Ever since I started working on the post related to the Japanese servers during the devastating earthquake and tsunami, my thoughts have been turning to the surprising fact that the Japanese work until midnight as you can see from this graph. It does not mean that Europeans are not hardworking, and yet I could not imagine people in the UK working from 9 to 24. The question about proverbial differences between the Japanese and English work habits intrigued me to the point that I decided to seriously look into the matter. What I found was interesting and somehow contradictory, especially when comparing the use of remote desktop support software in both countries.

I am sure that many people have an image of the Japanese working environment giving more or less lifetime-employment but on the other hand demanding long working hours and unstinting devotion to one’s company. According to OECD’s employment outlook 2010, if we compare average annual hours of the two countries, Japan today doesn’t really stand out as a person might expect. Although the number was extremely high in 1979 -2,126, average annual hours in Japan have been persistently dropping during the last three decades. In 2009, an average worker did 1,714 hours, which is only 68 more than in the UK. Then again, there is a slightly larger discrepancy in the number of days of paid vacation that an average worker is entitled to – 28 days in the UK compared to the modest 15 days in Japan. Even so, an average Japanese worker takes only 7 days of paid vacation.

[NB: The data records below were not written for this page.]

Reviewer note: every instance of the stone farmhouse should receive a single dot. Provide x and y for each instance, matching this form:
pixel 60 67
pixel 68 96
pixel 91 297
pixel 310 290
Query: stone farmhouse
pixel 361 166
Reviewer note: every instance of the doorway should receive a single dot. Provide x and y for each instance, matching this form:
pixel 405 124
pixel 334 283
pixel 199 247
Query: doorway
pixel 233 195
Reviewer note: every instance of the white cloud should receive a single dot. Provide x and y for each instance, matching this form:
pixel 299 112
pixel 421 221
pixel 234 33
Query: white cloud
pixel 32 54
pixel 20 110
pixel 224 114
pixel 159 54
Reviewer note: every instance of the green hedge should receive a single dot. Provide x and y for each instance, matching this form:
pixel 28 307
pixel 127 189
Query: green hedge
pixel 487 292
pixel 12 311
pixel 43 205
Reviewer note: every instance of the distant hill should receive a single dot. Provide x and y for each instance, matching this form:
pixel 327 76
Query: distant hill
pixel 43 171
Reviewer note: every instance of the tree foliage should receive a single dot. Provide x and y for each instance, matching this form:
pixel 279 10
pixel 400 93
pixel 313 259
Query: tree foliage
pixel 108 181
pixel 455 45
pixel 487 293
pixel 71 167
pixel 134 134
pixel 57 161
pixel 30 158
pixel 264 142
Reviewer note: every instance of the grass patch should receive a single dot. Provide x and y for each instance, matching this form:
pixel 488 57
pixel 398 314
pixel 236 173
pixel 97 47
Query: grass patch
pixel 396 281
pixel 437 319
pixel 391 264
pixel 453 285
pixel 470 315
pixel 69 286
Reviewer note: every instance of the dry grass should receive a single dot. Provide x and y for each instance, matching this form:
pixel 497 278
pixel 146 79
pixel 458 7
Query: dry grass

Similarities in the number of average annual hours between Japan and the UK nonwithstanding, I was interested in how ISL Online remote desktop support users behave in both countries. Remote support sessions, which are hosted on the ISL Online’s global cloud computing based network, follow a pretty similar trend during the weekdays; not many users are active during the night, but start at around 8 or 9 in the morning. Whereas UK users create more remote desktop support sessions before lunch and then slow down a bit afterwards until finally ending their work sometime between 17 and 18, the Japanese support more after their lunch break and then gradually stop working sometime between 17 and 22. Weekends, on the other hand, are a completely different story. Although people in the UK show some activity on sacred Saturdays and Sundays, the Japanese work a lot more, i.e. from around 12 to 22.

Let us look into Alan Macfarlane’s paper to find the explanation of the evident differences in the attitudes to work between the two. According to Macfarlane, the great difference between the Japanese and European traditions lies really in the mix of the motives to work. In Europe, there is deep ambivalence toward work; it is in a way sacrifice. In Japanese culture, since work largely arises from a need to communicate and express views in relation to others, it is often regarded as rewarding, strenuous but pleasant, like a sort of game. Where the two traditions meet as is the case here, work is valued and endless. It is symbolically as well as instrumentally important. It is an expression of a person’s identity as well as a means of acquiring wealth. Work as a source of self-esteem is essential to every human being, evidently even more so to the Japanese.